The latest development concerns plots without unique identifier. This is the case with public limitations such as the obligation to clean up polluted soil. Pollution does not stop at the cadastral or legal boundary. So the boundary of the object of the public limitation cannot be identified by the legal or cadastral boundary. The plot is just identified by the map that is derived from spatial data and recorded in the landbook. Again the spatial data are converted to a visual document that has to be approved by the registrar. A practical solution that allows the use of new techniques with respect for existing legislation.
Cross border conveyancing and mortgaging
Europe has issued a number of regulations and directives that should stimulate the development of a European market and a European legal space. In 2010 ELRA launched the CROBECO project to contribute to this purpose in the real estate market. The project was supported by the Commission and finished in June 2012. The project described an alternative European conveyancing process that could contribute to better cross border service of documents (art 81 TFEU). For property rights the law of the country of the plot (“lex rei sitae”) (art 345 TFEU) is fully respected, but for contractual and non contractual obligations the law choice of Regulations Rome I and II and the choice of forum of Regulation Brussels 1 is used to make the law of the country of the foreign buyer applicable. Clauses with these choices are added to contracts in the native language of the home country of a foreign buyer, and improve faith that there is sufficient legal protection.
This process is only possible for plots in countries that allow submission of foreign deeds. To ensure timely receipt of information and conveyancing documents, the process is based on electronic communication. The leading principle is respect for existing legislation and techniques. This means that the CROBECO conveyancer needs to have sufficient knowledge of different types of electronic communication (electronic lodging, electronic registration, electronic conveyance) and of at least two national legislations (that of the contractual law and that of the property rights). Because of the differences between British and Irish common law systems and continental civil law systems, the different deeds and title systems for Land Registers and the national differences within those systems, the task of a CROBECO conveyancer is complicated.
We concluded that specialized CROBECO conveyancers are needed.
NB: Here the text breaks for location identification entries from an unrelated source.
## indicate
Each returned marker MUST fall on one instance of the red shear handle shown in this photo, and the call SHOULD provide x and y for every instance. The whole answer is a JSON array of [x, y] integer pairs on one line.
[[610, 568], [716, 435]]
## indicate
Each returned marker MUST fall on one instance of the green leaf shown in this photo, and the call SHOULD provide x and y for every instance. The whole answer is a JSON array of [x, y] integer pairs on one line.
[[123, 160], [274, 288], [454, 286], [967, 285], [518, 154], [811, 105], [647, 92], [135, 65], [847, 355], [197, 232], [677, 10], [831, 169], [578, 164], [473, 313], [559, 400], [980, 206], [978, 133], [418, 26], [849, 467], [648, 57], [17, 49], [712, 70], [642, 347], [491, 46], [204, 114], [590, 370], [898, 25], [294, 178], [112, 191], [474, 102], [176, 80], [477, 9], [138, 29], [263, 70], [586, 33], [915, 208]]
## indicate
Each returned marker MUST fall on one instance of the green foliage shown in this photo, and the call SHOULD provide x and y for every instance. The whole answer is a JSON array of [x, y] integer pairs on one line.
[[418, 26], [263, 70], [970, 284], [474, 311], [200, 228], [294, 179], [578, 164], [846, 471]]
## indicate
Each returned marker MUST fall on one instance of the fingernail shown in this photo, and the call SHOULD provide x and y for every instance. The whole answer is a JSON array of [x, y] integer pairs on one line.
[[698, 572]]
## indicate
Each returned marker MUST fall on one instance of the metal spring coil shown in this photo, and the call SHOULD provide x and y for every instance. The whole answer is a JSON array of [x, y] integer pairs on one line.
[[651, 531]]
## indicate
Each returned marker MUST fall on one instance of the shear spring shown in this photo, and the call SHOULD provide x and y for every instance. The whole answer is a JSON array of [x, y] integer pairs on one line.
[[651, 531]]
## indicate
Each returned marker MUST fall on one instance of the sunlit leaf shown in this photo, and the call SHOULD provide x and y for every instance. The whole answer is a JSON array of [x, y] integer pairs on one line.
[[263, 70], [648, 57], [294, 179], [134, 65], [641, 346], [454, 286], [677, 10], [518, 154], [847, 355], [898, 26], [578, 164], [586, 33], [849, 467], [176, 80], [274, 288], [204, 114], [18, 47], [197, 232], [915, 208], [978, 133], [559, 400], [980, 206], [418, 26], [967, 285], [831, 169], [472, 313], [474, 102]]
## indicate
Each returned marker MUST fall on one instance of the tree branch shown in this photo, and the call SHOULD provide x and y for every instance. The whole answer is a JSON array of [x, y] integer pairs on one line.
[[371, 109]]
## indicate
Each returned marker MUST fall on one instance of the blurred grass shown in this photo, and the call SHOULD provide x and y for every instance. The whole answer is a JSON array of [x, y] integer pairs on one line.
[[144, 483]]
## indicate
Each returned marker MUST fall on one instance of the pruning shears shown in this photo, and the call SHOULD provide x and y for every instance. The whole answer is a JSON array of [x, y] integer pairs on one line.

To support them a framework of guidelines and possible supportive tools has been described, in the so-called CCRF: “Cross Border Conveyance Reference Framework” (see www.ELRA.eu/). Recently ELRA was awarded a grant by the European Commission for a project to implement the CCRF into practice. Initially a group of Dutch and English notaries is willing to participate in this CROBECO 2 project for cross border buying of property rights in Spain and Portugal. Later on, extension to other countries is foreseen. We provide them with information from a repository of clauses, with assistance from a helpdesk in Spain and Portugal and the necessary software.
The new technical possibilities as well as the new European rules provide new possibilities. But we have to take precautions to safeguard legal certainty. The support from other stakeholders as is described in this vision document can help to achieve that goal.